If you do want to develop a habit of meditation, I actually recommend starting small. Maybe after you shower or brushing your teeth, just sit for one minute, choose your focus point, and just practice bringing your attention back to it for one minute. Set a timer.
Then the next day, or after a little while, spend two minutes, then five minutes, then then minutes and see how it feels. See how long you are able to hold your attention.
If you can’t hold your attention for more than a few seconds at a time, that’s OK! I still have days where I catch myself every few seconds thinking, “There’s another thought… and there’s another thought.” Sometimes I will go minutes lost in thought without realizing what I’m doing and before bringing my attention back.
Other times I am able to focus and stay attentive for long periods of time without much distraction. It just depends. It’s a practice, as I said.
If you would like to develop a meditation practice, then I guess the only thing to do is to practice it. And to notice and recognize the effects that it has as you meditate and how much more relaxed or peaceful you feel in the moment and throughout your daily life, how that experience feels.
There are also several great apps out there that can help you learn to meditate.
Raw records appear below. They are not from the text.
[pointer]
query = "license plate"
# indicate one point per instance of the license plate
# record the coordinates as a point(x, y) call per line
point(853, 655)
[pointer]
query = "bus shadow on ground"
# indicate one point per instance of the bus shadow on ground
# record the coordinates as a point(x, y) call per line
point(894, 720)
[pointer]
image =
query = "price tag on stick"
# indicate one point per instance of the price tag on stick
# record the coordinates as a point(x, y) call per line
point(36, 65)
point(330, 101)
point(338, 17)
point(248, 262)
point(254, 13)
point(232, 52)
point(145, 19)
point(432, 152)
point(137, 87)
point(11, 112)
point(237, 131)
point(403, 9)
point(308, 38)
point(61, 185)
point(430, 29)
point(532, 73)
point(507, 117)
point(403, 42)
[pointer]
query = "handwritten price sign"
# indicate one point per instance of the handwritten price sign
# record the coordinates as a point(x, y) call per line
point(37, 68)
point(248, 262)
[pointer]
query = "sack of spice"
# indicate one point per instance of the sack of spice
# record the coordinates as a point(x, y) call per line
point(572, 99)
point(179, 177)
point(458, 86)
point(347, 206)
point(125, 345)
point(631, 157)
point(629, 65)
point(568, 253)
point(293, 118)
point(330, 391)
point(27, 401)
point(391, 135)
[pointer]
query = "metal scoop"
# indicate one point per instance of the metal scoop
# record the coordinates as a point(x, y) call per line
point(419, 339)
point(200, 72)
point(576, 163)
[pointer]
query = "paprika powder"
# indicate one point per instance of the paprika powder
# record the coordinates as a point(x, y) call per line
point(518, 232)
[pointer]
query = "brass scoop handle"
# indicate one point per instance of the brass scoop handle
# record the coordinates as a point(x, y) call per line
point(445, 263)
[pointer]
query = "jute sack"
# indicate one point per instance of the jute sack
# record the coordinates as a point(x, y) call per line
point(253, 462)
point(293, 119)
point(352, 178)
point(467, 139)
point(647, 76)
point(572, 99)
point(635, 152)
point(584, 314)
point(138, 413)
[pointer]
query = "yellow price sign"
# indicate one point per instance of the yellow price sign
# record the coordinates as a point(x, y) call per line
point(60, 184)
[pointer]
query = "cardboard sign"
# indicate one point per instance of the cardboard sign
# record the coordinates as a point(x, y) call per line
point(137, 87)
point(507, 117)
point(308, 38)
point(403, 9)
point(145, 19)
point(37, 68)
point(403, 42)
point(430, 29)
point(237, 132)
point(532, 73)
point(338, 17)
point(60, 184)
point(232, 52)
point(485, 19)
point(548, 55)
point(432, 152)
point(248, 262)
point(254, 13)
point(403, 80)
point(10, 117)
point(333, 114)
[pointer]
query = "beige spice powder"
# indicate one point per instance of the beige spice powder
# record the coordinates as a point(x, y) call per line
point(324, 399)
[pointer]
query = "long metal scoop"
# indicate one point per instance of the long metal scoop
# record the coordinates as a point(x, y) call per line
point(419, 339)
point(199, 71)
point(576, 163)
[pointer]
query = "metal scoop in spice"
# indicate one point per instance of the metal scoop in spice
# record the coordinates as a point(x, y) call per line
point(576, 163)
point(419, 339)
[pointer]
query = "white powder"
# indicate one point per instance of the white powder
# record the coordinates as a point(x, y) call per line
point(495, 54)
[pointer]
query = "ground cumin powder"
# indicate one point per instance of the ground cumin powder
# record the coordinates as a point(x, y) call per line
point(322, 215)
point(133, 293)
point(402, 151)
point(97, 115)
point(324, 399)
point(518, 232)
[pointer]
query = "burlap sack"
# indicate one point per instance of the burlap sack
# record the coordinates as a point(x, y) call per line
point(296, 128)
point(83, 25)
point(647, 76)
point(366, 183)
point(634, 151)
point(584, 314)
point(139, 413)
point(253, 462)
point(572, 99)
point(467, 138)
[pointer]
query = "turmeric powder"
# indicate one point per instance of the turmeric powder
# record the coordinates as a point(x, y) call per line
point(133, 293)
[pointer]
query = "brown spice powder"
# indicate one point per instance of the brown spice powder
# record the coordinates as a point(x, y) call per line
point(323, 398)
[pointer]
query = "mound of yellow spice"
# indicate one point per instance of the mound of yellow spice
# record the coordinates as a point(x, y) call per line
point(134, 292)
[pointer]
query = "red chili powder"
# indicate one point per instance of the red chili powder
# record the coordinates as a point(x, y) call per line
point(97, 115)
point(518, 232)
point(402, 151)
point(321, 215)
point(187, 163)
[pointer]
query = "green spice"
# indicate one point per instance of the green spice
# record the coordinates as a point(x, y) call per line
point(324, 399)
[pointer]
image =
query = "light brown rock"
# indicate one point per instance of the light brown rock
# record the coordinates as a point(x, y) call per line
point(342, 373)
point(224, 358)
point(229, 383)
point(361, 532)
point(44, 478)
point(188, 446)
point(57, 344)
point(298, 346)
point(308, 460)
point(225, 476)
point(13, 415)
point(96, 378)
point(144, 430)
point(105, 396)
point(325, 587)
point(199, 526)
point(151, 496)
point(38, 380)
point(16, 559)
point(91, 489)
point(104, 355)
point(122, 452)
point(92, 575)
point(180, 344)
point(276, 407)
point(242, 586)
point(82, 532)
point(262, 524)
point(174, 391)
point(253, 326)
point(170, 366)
One of them is called Headspace and it has a series of guided meditations and videos.
Guided meditations are another great way to meditate. Rather than just going in on your own thoughts you can have a voice talking in your ear to remind you when to breath or what to think about and to guide you on an experience. That can be a helpful and powerful way to meditate, especially as you get started. I’ve used a lot of those in the past.
There are also many great books on meditation. So many books. There’s one called The Presence Process by Michael Brown, that’s pretty deep, but I really appreciated it. It helped me to develop a practice of meditation, morning and night.
The Untethered Soul is a good one. It talks about the mind and mental chatter that goes on and how to view that. Waking Up by Sam Harris is another good one for analyzing meditation from a scientific perspective. And reading a book like The Power of Now by Eckhart Tolle can help understand what’s going on as you experience some of these different states of presence in mediation.
I hope you found this video helpful. If you are interested in meditating, I encourage you to give it a try. The benefits have really been profound for me and for so many people who have meditated.
Meditation is very simple, but it’s not easy. You will find that as you get started – that we are very controlled by our thoughts and our emotions. It takes a lot of practice to learn to separate yourself from your emotions and your thoughts and the sensations in your body.
Thanks for watching. Remember to live well and to enjoy life NOW!